Par acte d’huissier en date du 30 septembre 2024, le syndicat des copropriétaires de la copropriété dénommée [Adresse 3], représenté par son syndic en exercice, la SARL AGI – AGENCE GENÉRALE IMMOBILIER, a assigné Monsieur [S] [X] et Madame [I] [X], devant le président du tribunal judiciaire de Draguignan, statuant selon la procédure accélérée au fond, aux fins de paiement solidaire des sommes de 6 600,45 euros avec intérêts au taux légal à compter de la mise en demeure du 17 août 2023 au titre des charges de copropriété impayées, de 2 000 euros à titre de dommage et intérêts et de 2 400 euros sur le fondement de l’article 700 du code de procédure civile, outre les dépens.
Bien qu’assignés à l’étude de l’huissier, Monsieur [S] [X] et Madame [I] [X] n’ont pas constitué avocat ni comparu à l’audience du 13 novembre 2024.
MOTIFS
Aux termes de l’article 474 du code de procédure civile, en cas de pluralité de défendeurs cités pour le même objet, lorsque l’un au moins d’entre eux ne comparaît pas, le jugement est réputé contradictoire à l’égard de tous si la décision est susceptible d’appel ou si ceux qui ne comparaissent pas ont été cités à personne.
Lorsque la décision n’est pas susceptible d’appel et que l’une au moins des parties qui n’a pas comparu n’a pas été citée à personne, le jugement est rendu par défaut.
L’article 10 de la loi du 10 juillet 1965 prévoit : « Les copropriétaires sont tenus de participer aux charges entraînées par les services collectifs et les éléments d’équipement commun en fonction de l’utilité que ces services et éléments présentent à l’égard de chaque lot.
Ils sont tenus de participer aux charges relatives à la conservation, à l’entretien et à l’administration des parties communes et de verser au fonds de travaux mentionné à l’article 14-2 la cotisation prévue au même article, proportionnellement aux valeurs relatives des parties privatives comprises dans leurs lots, telles que ces valeurs résultent des dispositions de l’article 5.
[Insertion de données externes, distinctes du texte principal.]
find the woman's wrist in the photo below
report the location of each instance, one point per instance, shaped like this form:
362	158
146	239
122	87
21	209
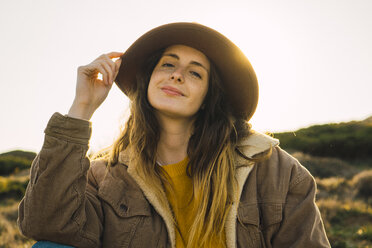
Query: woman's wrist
80	111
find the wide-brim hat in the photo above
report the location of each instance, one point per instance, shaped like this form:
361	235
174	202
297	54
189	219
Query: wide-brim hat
238	77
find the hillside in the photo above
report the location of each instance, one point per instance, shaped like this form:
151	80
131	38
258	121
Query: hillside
347	140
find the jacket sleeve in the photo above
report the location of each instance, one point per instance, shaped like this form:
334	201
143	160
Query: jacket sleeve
302	225
61	203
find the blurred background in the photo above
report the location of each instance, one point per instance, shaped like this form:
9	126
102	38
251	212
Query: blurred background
312	59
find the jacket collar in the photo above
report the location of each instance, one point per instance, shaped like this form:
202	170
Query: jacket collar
256	143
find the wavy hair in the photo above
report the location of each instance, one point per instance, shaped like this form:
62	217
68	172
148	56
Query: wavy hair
211	152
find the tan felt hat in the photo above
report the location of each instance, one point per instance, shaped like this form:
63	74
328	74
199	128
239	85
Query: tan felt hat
236	72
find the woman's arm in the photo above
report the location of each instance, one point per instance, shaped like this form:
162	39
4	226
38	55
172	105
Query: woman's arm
59	205
302	225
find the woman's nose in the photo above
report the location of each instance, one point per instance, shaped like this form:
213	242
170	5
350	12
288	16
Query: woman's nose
177	75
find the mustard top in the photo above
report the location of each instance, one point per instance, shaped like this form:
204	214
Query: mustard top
182	200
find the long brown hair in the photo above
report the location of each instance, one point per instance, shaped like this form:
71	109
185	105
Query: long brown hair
211	152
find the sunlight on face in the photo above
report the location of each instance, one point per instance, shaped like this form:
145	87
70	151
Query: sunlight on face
179	82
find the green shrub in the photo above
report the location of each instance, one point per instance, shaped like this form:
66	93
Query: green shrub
12	188
363	185
352	140
10	164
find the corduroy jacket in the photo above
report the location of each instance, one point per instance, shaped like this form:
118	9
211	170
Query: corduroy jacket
73	201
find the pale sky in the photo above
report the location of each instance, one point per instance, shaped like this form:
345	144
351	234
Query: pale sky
313	58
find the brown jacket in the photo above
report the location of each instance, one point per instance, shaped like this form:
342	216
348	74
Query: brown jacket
71	201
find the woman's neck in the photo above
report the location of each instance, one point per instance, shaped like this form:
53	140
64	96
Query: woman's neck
174	139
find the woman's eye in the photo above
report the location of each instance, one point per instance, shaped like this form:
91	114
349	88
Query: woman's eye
167	65
194	73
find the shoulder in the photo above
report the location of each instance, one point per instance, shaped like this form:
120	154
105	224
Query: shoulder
283	165
97	172
282	174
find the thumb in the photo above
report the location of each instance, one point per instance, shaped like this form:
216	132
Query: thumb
117	67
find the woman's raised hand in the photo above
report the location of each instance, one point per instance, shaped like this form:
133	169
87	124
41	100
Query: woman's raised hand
90	90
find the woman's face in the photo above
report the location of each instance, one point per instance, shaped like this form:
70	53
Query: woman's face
179	82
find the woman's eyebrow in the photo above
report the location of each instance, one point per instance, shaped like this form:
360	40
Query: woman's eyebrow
192	62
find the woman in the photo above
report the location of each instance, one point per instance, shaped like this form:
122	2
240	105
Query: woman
187	170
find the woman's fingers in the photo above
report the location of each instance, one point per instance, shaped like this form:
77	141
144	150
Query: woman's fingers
109	72
113	55
117	66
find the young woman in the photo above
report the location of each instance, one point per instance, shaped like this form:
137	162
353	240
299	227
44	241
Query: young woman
187	170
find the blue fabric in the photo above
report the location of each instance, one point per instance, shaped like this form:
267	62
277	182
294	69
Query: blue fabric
48	244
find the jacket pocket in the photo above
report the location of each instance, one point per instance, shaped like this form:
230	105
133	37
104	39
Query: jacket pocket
270	214
248	233
126	213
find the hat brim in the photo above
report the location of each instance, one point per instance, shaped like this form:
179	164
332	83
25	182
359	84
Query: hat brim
238	77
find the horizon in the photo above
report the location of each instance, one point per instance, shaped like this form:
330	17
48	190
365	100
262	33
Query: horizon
90	150
312	58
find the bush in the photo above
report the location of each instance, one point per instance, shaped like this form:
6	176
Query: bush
352	140
363	185
10	164
12	188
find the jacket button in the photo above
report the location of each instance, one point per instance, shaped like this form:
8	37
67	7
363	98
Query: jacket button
123	207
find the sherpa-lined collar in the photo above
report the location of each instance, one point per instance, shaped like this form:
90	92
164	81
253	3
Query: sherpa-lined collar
254	144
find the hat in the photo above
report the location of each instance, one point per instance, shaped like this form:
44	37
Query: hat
237	75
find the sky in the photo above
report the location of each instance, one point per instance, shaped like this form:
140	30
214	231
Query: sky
312	58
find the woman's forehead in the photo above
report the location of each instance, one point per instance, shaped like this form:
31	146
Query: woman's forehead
188	52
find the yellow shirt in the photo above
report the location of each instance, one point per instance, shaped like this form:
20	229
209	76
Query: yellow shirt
182	201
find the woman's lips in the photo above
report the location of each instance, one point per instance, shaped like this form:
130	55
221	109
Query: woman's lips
171	91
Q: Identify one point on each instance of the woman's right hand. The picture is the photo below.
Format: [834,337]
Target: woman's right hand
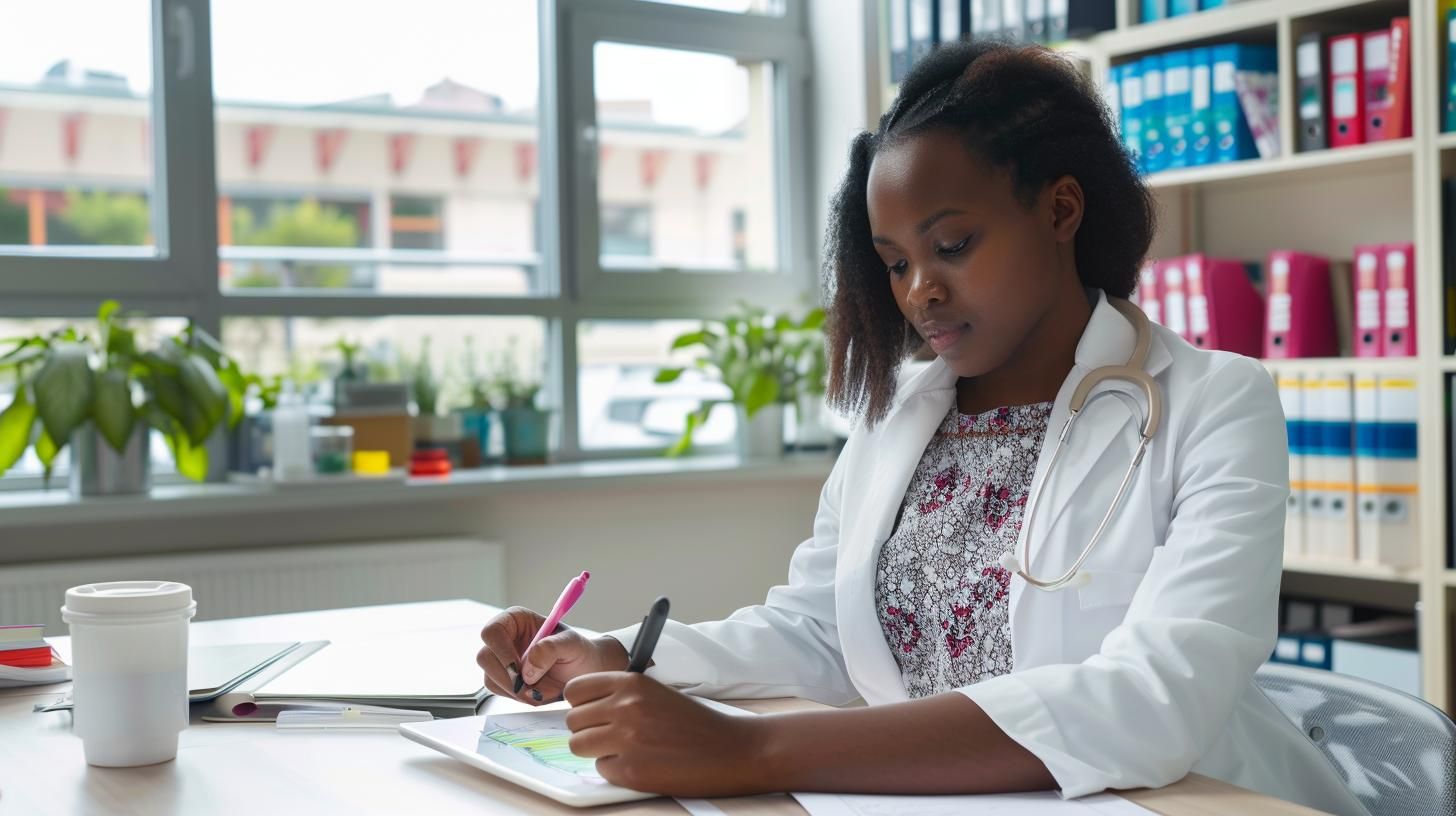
[554,660]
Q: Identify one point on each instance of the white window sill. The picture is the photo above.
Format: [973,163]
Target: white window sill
[31,507]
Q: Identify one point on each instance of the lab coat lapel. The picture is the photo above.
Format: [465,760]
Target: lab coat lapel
[1107,341]
[901,442]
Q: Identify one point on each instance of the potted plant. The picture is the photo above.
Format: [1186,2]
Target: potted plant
[524,424]
[102,394]
[476,413]
[430,426]
[766,362]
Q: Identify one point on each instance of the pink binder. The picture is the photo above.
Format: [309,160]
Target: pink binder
[1225,311]
[1149,296]
[1369,281]
[1300,309]
[1399,299]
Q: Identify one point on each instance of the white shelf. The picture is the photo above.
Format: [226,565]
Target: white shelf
[1346,365]
[1381,155]
[1215,24]
[1353,570]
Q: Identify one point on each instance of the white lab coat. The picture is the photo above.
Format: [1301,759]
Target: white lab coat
[1132,681]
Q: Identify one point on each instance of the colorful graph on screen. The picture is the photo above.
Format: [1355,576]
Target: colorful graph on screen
[543,742]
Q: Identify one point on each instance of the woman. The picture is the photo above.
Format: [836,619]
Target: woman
[995,217]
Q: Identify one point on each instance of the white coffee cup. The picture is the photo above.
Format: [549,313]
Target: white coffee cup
[128,662]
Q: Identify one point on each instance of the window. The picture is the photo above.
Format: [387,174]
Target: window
[690,133]
[626,232]
[149,332]
[415,223]
[462,351]
[76,124]
[436,133]
[386,178]
[620,404]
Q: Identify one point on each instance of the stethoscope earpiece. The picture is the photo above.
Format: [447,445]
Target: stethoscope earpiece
[1133,370]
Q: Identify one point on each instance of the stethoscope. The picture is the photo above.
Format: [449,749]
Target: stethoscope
[1133,372]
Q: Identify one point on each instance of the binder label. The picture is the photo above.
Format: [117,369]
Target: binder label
[1223,77]
[1346,98]
[1308,59]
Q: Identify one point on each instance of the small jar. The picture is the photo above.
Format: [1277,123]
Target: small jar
[332,449]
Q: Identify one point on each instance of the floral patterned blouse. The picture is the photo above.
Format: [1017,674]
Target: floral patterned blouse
[941,593]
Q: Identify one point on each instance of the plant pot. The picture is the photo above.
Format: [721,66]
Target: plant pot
[527,436]
[430,427]
[760,437]
[478,429]
[98,469]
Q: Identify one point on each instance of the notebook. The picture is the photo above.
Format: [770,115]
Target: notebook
[213,671]
[431,671]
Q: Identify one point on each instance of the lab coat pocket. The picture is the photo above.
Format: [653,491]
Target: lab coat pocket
[1108,587]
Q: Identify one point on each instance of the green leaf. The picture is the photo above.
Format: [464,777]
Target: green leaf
[45,450]
[236,385]
[114,413]
[64,391]
[121,343]
[695,421]
[206,397]
[21,356]
[763,391]
[15,429]
[108,309]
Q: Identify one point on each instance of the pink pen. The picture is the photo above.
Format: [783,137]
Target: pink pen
[568,598]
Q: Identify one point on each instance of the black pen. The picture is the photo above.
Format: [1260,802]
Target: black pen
[645,641]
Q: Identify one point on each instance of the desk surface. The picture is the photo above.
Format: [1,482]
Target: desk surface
[252,768]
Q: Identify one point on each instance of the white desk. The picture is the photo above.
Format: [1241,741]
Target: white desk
[254,770]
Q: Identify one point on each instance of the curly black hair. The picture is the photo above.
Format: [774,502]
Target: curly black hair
[1021,108]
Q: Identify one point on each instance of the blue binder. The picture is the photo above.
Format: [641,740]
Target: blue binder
[1132,77]
[1200,117]
[899,25]
[1155,149]
[1232,136]
[1178,108]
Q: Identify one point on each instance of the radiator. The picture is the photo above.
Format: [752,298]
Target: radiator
[236,583]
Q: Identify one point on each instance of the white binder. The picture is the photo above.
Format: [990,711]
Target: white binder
[1292,397]
[1398,475]
[1367,467]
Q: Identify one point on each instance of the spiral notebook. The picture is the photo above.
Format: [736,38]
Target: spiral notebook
[433,671]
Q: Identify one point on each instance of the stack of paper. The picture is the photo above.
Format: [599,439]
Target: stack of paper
[26,659]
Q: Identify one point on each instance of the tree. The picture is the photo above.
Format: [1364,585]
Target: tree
[306,223]
[15,220]
[109,219]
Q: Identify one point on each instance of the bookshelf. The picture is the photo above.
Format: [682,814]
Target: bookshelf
[1373,193]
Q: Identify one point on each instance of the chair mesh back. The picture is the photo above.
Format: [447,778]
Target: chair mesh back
[1395,752]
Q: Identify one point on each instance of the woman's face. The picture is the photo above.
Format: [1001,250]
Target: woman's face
[970,265]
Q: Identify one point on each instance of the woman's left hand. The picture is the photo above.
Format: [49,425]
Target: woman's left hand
[655,739]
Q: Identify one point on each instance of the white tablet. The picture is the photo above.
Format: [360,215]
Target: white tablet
[532,751]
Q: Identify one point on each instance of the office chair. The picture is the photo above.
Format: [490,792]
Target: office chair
[1395,752]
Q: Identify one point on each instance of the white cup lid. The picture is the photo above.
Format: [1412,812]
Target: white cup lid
[128,598]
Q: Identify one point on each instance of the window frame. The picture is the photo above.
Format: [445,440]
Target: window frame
[181,274]
[750,37]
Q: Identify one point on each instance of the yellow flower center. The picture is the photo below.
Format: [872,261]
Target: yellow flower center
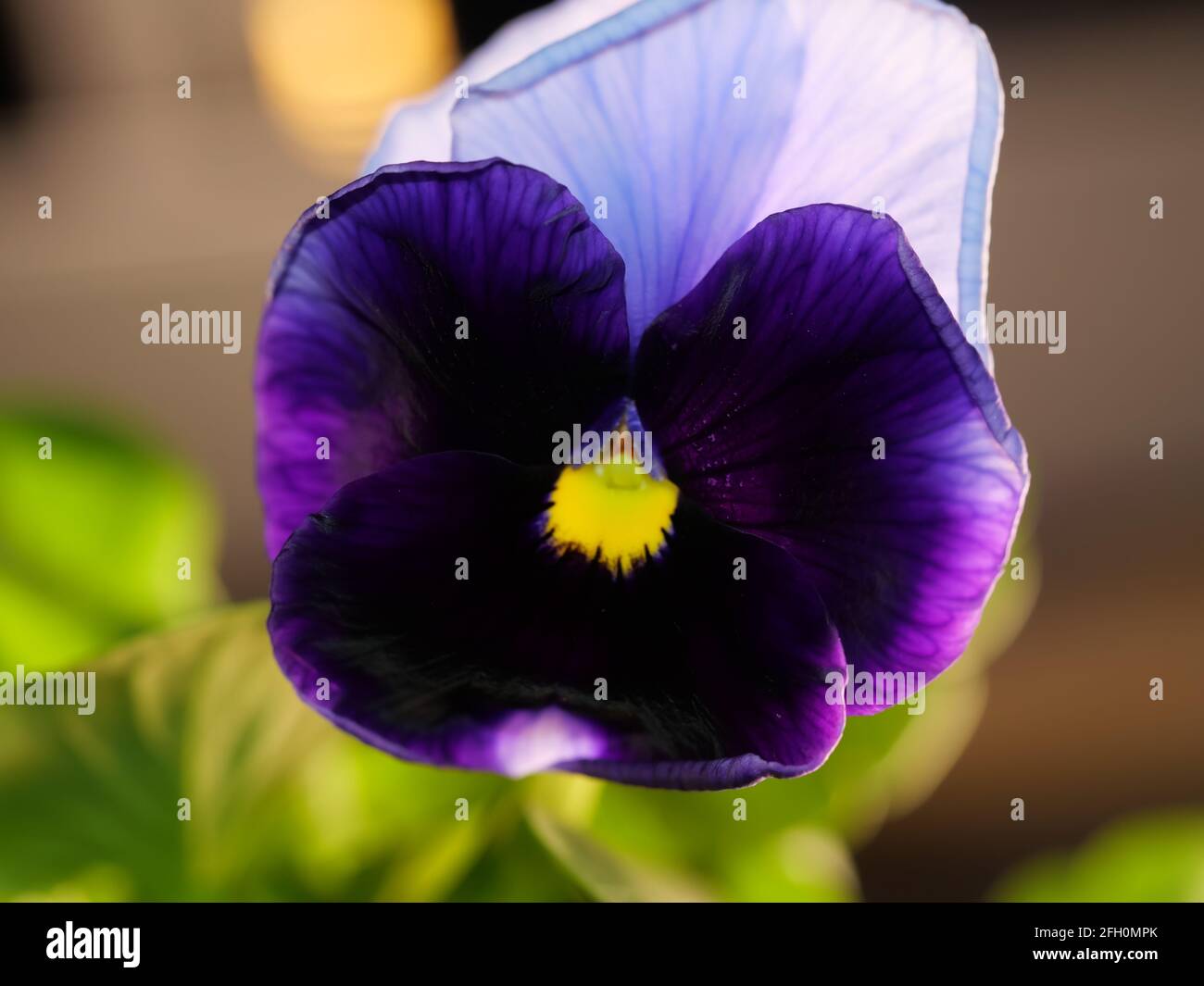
[614,513]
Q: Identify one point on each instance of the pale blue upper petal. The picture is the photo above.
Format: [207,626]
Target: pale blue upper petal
[420,129]
[887,104]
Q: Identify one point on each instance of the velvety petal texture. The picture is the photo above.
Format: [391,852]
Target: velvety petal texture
[432,307]
[452,632]
[683,123]
[815,390]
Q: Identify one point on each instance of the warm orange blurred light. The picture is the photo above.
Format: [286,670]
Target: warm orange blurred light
[328,69]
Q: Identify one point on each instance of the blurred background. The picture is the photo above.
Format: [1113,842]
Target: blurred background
[157,200]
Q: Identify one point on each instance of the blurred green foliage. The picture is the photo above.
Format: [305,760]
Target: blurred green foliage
[1155,857]
[93,521]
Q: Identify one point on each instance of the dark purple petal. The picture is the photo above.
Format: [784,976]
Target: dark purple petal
[847,341]
[713,681]
[359,340]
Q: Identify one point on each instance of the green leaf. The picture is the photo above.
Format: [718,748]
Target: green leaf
[93,523]
[283,805]
[1157,857]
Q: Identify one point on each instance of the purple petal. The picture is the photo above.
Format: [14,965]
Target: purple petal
[362,340]
[695,119]
[711,681]
[847,342]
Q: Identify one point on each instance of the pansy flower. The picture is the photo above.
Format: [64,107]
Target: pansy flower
[672,224]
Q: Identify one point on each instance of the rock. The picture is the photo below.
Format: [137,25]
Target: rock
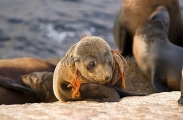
[155,106]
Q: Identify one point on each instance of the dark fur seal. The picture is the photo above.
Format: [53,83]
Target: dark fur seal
[159,59]
[134,12]
[180,101]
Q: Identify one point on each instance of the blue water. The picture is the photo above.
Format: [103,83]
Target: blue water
[48,28]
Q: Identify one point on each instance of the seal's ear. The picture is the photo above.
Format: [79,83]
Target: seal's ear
[160,14]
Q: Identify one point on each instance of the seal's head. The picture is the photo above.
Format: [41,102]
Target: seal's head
[94,59]
[156,26]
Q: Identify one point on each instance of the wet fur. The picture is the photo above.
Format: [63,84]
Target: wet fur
[94,85]
[12,89]
[135,12]
[156,56]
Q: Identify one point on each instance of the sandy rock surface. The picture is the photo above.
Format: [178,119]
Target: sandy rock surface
[159,106]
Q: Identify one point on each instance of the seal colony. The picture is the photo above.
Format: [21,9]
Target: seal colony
[90,71]
[159,59]
[26,80]
[135,12]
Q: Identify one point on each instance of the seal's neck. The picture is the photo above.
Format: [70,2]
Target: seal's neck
[153,31]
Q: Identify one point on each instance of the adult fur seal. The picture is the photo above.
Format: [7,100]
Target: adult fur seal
[156,56]
[14,88]
[87,72]
[134,12]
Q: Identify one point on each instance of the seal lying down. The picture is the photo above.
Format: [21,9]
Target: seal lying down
[159,59]
[90,71]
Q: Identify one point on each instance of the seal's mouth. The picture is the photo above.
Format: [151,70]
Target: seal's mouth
[99,81]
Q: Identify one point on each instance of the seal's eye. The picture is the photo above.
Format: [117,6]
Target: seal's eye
[91,65]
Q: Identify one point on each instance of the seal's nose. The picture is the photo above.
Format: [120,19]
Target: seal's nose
[106,77]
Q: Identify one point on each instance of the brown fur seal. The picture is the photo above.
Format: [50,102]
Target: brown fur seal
[134,12]
[87,71]
[15,91]
[180,101]
[156,56]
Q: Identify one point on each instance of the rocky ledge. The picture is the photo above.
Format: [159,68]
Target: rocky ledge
[157,106]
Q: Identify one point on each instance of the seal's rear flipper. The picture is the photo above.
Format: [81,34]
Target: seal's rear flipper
[127,93]
[158,83]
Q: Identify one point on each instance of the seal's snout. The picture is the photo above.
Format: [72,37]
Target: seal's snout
[107,77]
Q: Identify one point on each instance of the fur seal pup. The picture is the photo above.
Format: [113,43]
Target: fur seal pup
[87,72]
[134,12]
[14,89]
[156,56]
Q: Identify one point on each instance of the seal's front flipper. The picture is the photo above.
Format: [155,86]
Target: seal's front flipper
[127,93]
[98,93]
[10,84]
[158,83]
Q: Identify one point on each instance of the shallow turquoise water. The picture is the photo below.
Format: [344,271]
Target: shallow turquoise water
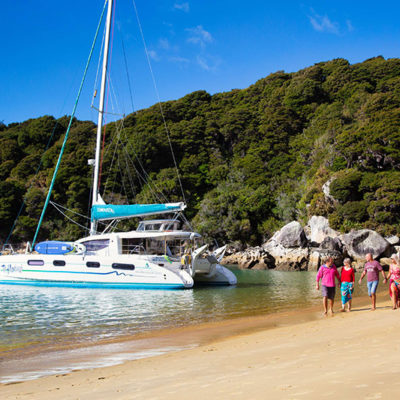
[32,317]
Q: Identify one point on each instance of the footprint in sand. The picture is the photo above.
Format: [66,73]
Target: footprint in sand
[373,396]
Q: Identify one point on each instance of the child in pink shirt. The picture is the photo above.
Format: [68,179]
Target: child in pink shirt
[328,272]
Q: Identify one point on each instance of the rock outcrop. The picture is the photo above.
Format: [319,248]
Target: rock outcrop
[291,235]
[320,229]
[251,258]
[358,243]
[318,255]
[289,249]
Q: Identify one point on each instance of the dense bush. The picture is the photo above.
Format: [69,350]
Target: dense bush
[250,160]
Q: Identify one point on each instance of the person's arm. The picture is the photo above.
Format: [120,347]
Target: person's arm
[362,276]
[338,277]
[319,276]
[384,275]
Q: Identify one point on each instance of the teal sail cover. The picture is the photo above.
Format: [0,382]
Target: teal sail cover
[112,211]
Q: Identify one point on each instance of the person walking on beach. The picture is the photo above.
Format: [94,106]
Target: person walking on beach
[347,284]
[394,280]
[327,274]
[371,269]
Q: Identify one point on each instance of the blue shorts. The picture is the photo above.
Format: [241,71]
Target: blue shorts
[372,286]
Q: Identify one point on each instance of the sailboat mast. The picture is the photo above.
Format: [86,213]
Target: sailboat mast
[93,225]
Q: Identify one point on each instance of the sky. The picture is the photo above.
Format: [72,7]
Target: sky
[192,45]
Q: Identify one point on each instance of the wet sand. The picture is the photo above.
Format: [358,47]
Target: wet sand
[304,355]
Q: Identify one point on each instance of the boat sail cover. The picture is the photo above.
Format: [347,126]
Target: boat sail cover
[101,212]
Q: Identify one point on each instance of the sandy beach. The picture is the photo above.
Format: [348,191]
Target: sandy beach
[349,355]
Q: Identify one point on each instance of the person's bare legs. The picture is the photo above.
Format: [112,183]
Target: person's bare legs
[331,305]
[394,295]
[373,298]
[325,304]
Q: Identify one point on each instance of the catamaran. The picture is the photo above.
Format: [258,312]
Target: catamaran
[159,254]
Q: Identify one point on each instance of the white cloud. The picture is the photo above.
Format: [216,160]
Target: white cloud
[153,55]
[164,44]
[179,60]
[350,26]
[199,35]
[182,6]
[208,62]
[323,24]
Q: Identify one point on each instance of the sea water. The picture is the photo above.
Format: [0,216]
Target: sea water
[36,322]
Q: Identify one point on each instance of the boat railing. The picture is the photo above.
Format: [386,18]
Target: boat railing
[7,248]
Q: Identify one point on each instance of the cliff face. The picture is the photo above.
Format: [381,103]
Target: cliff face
[321,141]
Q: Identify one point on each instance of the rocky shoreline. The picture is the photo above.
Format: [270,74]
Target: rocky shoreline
[297,248]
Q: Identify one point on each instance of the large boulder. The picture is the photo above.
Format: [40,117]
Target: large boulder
[393,240]
[293,259]
[317,258]
[320,229]
[251,258]
[332,244]
[291,235]
[359,243]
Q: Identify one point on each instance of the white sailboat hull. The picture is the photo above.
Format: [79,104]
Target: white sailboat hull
[127,272]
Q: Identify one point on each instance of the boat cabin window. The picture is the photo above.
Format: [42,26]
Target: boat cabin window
[171,248]
[133,246]
[95,245]
[35,262]
[149,227]
[123,266]
[93,264]
[158,225]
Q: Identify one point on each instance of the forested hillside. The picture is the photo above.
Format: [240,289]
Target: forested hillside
[250,160]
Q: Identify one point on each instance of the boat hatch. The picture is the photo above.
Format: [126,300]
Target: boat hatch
[159,225]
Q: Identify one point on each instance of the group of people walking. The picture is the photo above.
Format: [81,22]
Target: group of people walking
[328,274]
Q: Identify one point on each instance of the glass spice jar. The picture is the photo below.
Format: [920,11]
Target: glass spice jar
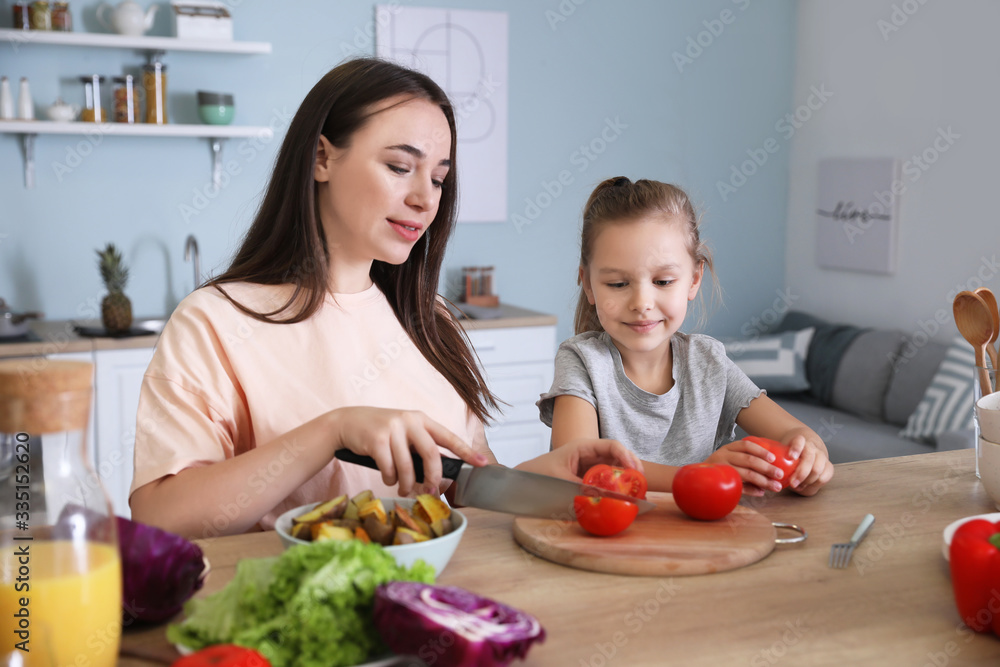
[22,16]
[125,108]
[92,112]
[41,15]
[62,20]
[154,88]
Le règlement de copropriété fixe la quote-part afférente à chaque lot dans chacune des catégories de charges.
Tout règlement de copropriété publié à compter du 31 décembre 2002 indique les éléments pris en considération et la méthode de calcul permettant de fixer les quotes-parts de parties communes et la répartition des charges ».
L’article 14-1 de la loi du 10 juillet 1965 dispose que « pour faire face aux dépenses courantes de maintenance, de fonctionnement et d’administration des parties communes et équipements communs de l’immeuble, le syndicat des copropriétaires vote, chaque année, un budget prévisionnel. L’assemblée générale des copropriétaires appelée à voter le budget prévisionnel est réunie dans un délai de six mois à compter du dernier jour de l’exercice comptable précédent.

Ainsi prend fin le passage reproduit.